We introduce a new machine learning framework called self-taught learning for using unlabeled data in supervised classification tasks. This framework does not require that the unlabeled data follow the class labels of the supervised task, or arise from the same generative distribution. Such unlabeled data is often significantly easier to obtain than in previously studied frameworks such as semi-supervised learning. In this thesis, we demonstrate that self-taught learning can be applied successfully to a variety of hard machine learning problems.
The centerpiece of our work is a self-taught learning algorithm based on an optimization problem called "sparse coding." This algorithm uses unlabeled data to learn a new representation for complex, high-dimensional inputs, and then applies supervised learning over this representation. The representation captures higher-level aspects of the input, and significantly improves classification performance on many test domains, including computer vision, audio recognition and text classification. We present efficient sparse coding algorithms for a translation-invariant version of the model, that can be applied to audio and image data. We also generalize the model to a much broader class of inputs, including domains that are hard to handle with previous algorithms, and apply the model to text classification and a robotic perception task. Taken together, these experiments demonstrate that using the self-taught learning framework, machine learning can be applied to much harder problems than previously possible.
These self-taught learning algorithms work best when they are allowed to learn rich models (with millions of parameters) using large amounts of unlabeled data (millions of examples). Unfortunately, with current methods, it can take weeks to learn such rich models. Further, these methods require fast, sequential updates, and with current algorithms, are not conducive to being parallelized on a distributed cluster. To apply self-taught learning to such large-scale problems, we show that graphics processor hardware (available in most modern desktops) can be used to massively parallelize the algorithms. Using a new inherently parallel algorithm, the sparse coding algorithm can be easily implemented on graphics processors, and we show that this can reduce the learning time from about three weeks to a single day.

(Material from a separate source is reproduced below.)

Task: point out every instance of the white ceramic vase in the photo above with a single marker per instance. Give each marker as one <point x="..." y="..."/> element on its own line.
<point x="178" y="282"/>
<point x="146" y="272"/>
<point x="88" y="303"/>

Finally, we consider self-taught learning methods that learn hierarchical representations using unlabeled data. We develop general principles for unsupervised learning of such hierarchical models using graphics processors, and show that the slow learning algorithms for the popular deep belief network model can be successfully parallelized. This implementation is up to 70 times faster than an optimized CPU implementation, reduces the learning time from weeks to hours, and represents the state-of-the-art in learning large deep belief networks.
|Advisor:||Ng, Andrew Y.|
|School Location:||United States -- California|
|Source:||DAI-B 70/10, Dissertation Abstracts International|
|Subjects:||Artificial intelligence, Computer science|
|Keywords:||Machine learning, Self-taught learning, Semisupervised learning, Unsupervised learning|
Copyright in each Dissertation and Thesis is retained by the author. All Rights Reserved
The supplemental file or files you are about to download were provided to ProQuest by the author as part of a
dissertation or thesis. The supplemental files are provided "AS IS" without warranty. ProQuest is not responsible for the
content, format or impact on the supplemental file(s) on our system. in some cases, the file type may be unknown or
may be a .exe file. We recommend caution as you open such files.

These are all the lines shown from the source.